Date: 2011-07-05
Type of information: Initiation of the trial
phase: 1
Announcement: initiation of the trial
Company: Opsona Therapeutics (Ireland)
Product: OPN-305
Action
mechanism: OPN-305 is a humanised IgG4 monoclonal antibody (MAb) against Toll-Like Receptor 2 (TLR2), a target within the innate immune system, and is under development as a treatment for the prevention of Delayed Graft Function (DGF) following renal transplantation, in addition to other therapeutic indications.

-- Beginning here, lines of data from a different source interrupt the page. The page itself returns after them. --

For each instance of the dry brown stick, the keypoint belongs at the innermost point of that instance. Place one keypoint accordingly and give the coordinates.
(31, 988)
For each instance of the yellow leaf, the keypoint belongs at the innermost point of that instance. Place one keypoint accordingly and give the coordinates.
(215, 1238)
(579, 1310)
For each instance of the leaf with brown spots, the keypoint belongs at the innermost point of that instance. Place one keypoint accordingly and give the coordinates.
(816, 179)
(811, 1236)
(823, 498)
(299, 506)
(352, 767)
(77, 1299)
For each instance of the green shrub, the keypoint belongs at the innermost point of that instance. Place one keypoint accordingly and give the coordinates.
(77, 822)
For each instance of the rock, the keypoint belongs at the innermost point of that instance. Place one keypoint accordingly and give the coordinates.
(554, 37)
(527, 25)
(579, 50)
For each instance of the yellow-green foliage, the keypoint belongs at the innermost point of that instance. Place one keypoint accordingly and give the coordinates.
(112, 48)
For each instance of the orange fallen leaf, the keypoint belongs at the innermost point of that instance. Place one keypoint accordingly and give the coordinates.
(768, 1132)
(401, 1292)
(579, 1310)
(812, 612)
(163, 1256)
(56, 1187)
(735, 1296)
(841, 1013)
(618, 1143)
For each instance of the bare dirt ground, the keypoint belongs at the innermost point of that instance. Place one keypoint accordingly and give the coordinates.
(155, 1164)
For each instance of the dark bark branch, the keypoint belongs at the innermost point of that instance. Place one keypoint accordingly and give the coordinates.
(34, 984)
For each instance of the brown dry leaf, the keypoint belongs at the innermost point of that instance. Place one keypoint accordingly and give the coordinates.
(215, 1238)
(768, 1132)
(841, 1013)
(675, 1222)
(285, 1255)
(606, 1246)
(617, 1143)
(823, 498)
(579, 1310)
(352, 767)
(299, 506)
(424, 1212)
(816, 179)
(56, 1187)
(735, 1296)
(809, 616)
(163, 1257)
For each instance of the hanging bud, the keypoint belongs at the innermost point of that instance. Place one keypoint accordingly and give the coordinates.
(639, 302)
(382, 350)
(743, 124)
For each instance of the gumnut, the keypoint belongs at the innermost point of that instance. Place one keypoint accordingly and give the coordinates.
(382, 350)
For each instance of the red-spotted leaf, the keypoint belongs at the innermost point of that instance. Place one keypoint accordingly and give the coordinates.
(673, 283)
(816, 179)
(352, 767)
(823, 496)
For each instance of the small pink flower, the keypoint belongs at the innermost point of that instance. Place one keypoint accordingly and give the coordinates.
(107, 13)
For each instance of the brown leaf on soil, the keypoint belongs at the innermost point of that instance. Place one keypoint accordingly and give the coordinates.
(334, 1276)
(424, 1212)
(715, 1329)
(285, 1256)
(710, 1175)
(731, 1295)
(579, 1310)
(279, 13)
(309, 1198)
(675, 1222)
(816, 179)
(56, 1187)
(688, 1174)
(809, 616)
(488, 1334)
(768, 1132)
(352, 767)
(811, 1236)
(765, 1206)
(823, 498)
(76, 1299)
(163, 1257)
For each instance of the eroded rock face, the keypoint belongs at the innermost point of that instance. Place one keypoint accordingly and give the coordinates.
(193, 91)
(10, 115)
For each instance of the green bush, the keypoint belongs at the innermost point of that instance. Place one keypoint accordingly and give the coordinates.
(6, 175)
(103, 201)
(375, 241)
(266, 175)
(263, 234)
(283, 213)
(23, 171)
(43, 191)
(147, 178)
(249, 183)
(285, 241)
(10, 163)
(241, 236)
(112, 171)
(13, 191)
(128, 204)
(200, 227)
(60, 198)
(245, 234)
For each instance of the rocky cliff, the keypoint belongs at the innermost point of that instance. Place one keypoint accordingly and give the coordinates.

Disease: prevention of Delayed Graft Function (DGF) following renal transplantation
Therapeutic area: Transplantation - Renal diseases - Kidney diseases
Country:
Trial
details: The phase 1 study is a single centre, prospective, randomised, double blind, placebo-controlled, sequential, dose escalating phase I study to assess the safety and tolerability, pharmacokinetics and pharmacodynamics of intraveneously infused single doses of OPN-305 in healthy subjects.
Latest
news: * On July 5, 2011, Opsona Therapeutics, a biotechnology company focused on novel therapeutic approaches to treat autoimmune and inflammatory diseases, has announced that it has initiated a phase 1 clinical trial in healthy volunteers with its lead drug candidate OPN-305. This is a first-in-human study with OPN-305.Opsona has identified the prevention of Delayed Graft Function (DGF) following renal transplantation as its likely first target clinical indication for the development of OPN-305. Opsona believes that OPN-305 has the potential to provide a novel treatment option for a much wider variety of human diseases, including acute kidney injury, cancer, cardiovascular disease and others. This phase 1 study will provide the basis to explore the broad medical and commercial viability and opportunity of OPN- 305 in a variety of indications with unmet medical needs.Opsona was recently awarded €5.9 million from the European Commission to lead a European framework 7 (FP7) consortium of research and clinical groups (termed MABSOT*) to advance this clinical trial. Following successful completion of the phase 1 trial, the Company plans to conduct a prospective randomized placebo-controlled phase 2 trials in the prevention of DGF to be initiated in 2012.